Decrypt

One of the major tasks in terms of computation is trial decryption.

Every output note (EPK, CIPHERTEXT, CMU) needs to be trial decrypted with every account Incoming Viewing Key (IVK).

There are currently more than 20 million notes (and it increases). If you have 2 accounts, it means having to trial decrypt 40 million times.

Typically, one trial decryption takes ~1 ms (the exact time depends on your CPU). Therefore trial decryption can make up for a substantial portion of the synchronization.

The decryption is performed by the note-encryption crate of librustzcash.

Optionally, on some platform WarpSync can use an alternate hardware accelerated implementation.

The CIPHERTEXT in the Compact Output only contains the first 52 bytes of the complete CIPHERTEXT.

Info

Compact Outputs exclude the COUT and MEMO parts, therefore it is not possible to decrypt the memo text or the outgoing notes.

However, we can identity outgoing transactions by the fact that they use one of our UTXO.

Trial Decryption Algorithm

For reference, here is an overview of the algorithm used for decrypting a compact output using an IVK.

  • The $E$ = EPK, Ephemeral Public Key is a point on the Jubjub curve serialized in compressed form.
  • The Diffie-Hellman shared secret is $ S = E^{\text{IVK}}$. Note that the base point $E$ differs with every note and therefore we cannot optimize the exponentiation by precomputing tables of powers of $E$.
  • The decryption key $K$ is the Blake2b hash of $S$.
  • The ciphertext is encrypted with Chacha20 using $K$.

Once again, the CIPHERTEXT in the Compact Output only contains the first 52 bytes of the complete CIPHERTEXT.

It doesn’t have the memo or the authentication digest.

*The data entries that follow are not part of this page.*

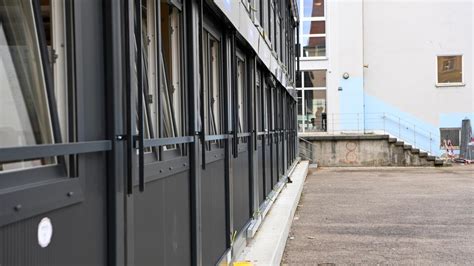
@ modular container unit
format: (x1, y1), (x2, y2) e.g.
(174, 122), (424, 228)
(0, 0), (299, 265)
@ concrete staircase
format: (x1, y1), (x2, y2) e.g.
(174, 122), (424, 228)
(388, 137), (445, 167)
(299, 134), (448, 167)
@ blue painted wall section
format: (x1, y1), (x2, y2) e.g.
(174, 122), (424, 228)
(364, 94), (439, 155)
(363, 94), (473, 156)
(337, 78), (472, 156)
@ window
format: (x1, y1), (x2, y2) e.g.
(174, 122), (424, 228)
(262, 0), (268, 35)
(161, 3), (185, 140)
(297, 70), (326, 89)
(0, 0), (58, 171)
(137, 0), (155, 152)
(440, 128), (461, 148)
(256, 71), (263, 132)
(437, 55), (463, 86)
(237, 54), (247, 134)
(303, 70), (326, 88)
(300, 0), (326, 58)
(203, 28), (223, 145)
(301, 36), (325, 57)
(269, 0), (274, 44)
(302, 0), (324, 18)
(297, 90), (303, 130)
(135, 1), (185, 153)
(303, 90), (326, 131)
(296, 70), (327, 132)
(302, 21), (325, 35)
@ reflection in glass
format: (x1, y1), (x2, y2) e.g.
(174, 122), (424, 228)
(437, 55), (462, 84)
(295, 71), (302, 88)
(302, 21), (325, 35)
(302, 36), (326, 57)
(297, 90), (303, 131)
(0, 0), (55, 171)
(303, 70), (326, 88)
(304, 90), (326, 132)
(303, 0), (324, 18)
(237, 58), (246, 133)
(137, 2), (185, 152)
(203, 31), (222, 145)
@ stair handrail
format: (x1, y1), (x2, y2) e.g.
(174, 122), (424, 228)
(298, 137), (316, 163)
(300, 112), (443, 155)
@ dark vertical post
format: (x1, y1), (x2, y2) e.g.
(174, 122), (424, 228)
(223, 28), (234, 248)
(198, 0), (206, 169)
(187, 1), (202, 265)
(104, 0), (126, 264)
(135, 0), (145, 192)
(156, 0), (163, 159)
(249, 55), (259, 215)
(124, 0), (136, 264)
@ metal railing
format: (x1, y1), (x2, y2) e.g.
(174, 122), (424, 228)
(298, 112), (441, 155)
(298, 137), (316, 163)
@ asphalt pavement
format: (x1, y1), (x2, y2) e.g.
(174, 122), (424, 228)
(282, 166), (474, 265)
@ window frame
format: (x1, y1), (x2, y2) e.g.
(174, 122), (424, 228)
(435, 54), (465, 87)
(301, 0), (326, 19)
(202, 17), (225, 151)
(0, 1), (65, 174)
(299, 0), (327, 59)
(296, 69), (327, 89)
(135, 0), (190, 163)
(0, 0), (112, 227)
(296, 69), (328, 133)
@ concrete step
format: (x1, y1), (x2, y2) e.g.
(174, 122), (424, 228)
(403, 144), (412, 150)
(419, 152), (428, 157)
(434, 159), (444, 166)
(395, 141), (404, 146)
(388, 138), (397, 143)
(426, 155), (436, 161)
(411, 148), (420, 154)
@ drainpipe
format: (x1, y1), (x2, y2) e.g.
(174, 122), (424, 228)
(362, 0), (366, 134)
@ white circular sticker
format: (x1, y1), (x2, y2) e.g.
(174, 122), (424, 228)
(37, 217), (53, 248)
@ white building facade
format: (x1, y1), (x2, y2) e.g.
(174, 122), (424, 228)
(297, 0), (473, 156)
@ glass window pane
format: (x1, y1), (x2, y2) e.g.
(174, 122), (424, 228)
(302, 21), (325, 35)
(0, 0), (55, 171)
(303, 70), (326, 87)
(204, 33), (222, 138)
(304, 90), (326, 131)
(295, 71), (302, 88)
(437, 55), (462, 84)
(297, 90), (303, 131)
(256, 74), (262, 131)
(301, 36), (326, 57)
(303, 0), (324, 18)
(160, 5), (185, 150)
(237, 58), (245, 133)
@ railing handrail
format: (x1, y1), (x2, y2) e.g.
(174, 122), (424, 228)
(304, 112), (439, 139)
(298, 137), (317, 162)
(298, 112), (442, 155)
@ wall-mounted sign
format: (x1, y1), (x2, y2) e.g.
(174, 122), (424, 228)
(38, 217), (53, 248)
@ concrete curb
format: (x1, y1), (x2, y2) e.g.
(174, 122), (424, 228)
(236, 161), (310, 265)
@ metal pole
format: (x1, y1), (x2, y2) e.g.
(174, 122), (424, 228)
(398, 117), (401, 138)
(414, 125), (416, 147)
(383, 113), (385, 134)
(332, 113), (335, 134)
(429, 132), (432, 154)
(357, 113), (359, 133)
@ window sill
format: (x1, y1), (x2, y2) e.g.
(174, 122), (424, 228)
(300, 56), (328, 61)
(435, 83), (465, 88)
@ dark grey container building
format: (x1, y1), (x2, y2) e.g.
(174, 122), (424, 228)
(0, 0), (299, 265)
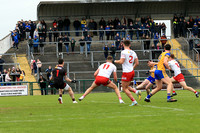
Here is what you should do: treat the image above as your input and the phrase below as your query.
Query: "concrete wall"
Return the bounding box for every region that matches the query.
[0,34,12,54]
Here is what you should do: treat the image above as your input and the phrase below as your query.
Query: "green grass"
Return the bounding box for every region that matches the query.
[0,90,200,133]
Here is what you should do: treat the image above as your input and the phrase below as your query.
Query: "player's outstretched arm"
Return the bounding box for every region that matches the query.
[133,58,139,69]
[94,69,99,78]
[149,68,156,73]
[65,75,76,83]
[114,58,125,64]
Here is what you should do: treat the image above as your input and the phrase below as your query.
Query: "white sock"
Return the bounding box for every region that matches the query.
[136,91,139,95]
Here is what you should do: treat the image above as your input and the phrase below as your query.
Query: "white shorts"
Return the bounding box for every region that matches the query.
[64,83,71,91]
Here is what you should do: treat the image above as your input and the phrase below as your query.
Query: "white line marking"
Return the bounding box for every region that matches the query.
[141,105,185,111]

We cannot directly check that the decrypted text is valid. However, the format of a note restricts the byte values at some offsets. For example, the first byte is the note version number. It has to be 2 since zip 212 activation.

Furthermore, if by chance the plain note passed all format validation checks and was still invalid, it would be caught by the CMU check.

We can compute the plain note commitment hash (CMU) and make sure it matches the CMU from the Compact Output.

Batch optimization

  1. Getting the affine coordinates (u, v) of EPK involves computing the inverse of a field element. We can batch multiple inversions together and only have to calculate one inverse, at the expense of having to do more multiplications. However, inversions are much more expensive than multiplications so it is still a net gain.
  2. The point exponentiation is carried out in Extended Coordinates because then we don’t have to do field inversions, and it’s faster, but we have to normalize the result and return to Affine Coordinates. This conversion uses a field inversion per point. Here again, we can batch these normalizations and use a single inversion for all the notes of a batch.

Multi Threading

If your CPU has several cores, trial decryption is automatically performed in parallel. We use Rayon.

Rayon is lightweight and convenient for introducing parallelism into existing code. It guarantees data-race free executions and takes advantage of parallelism when sensible, based on work-load at runtime.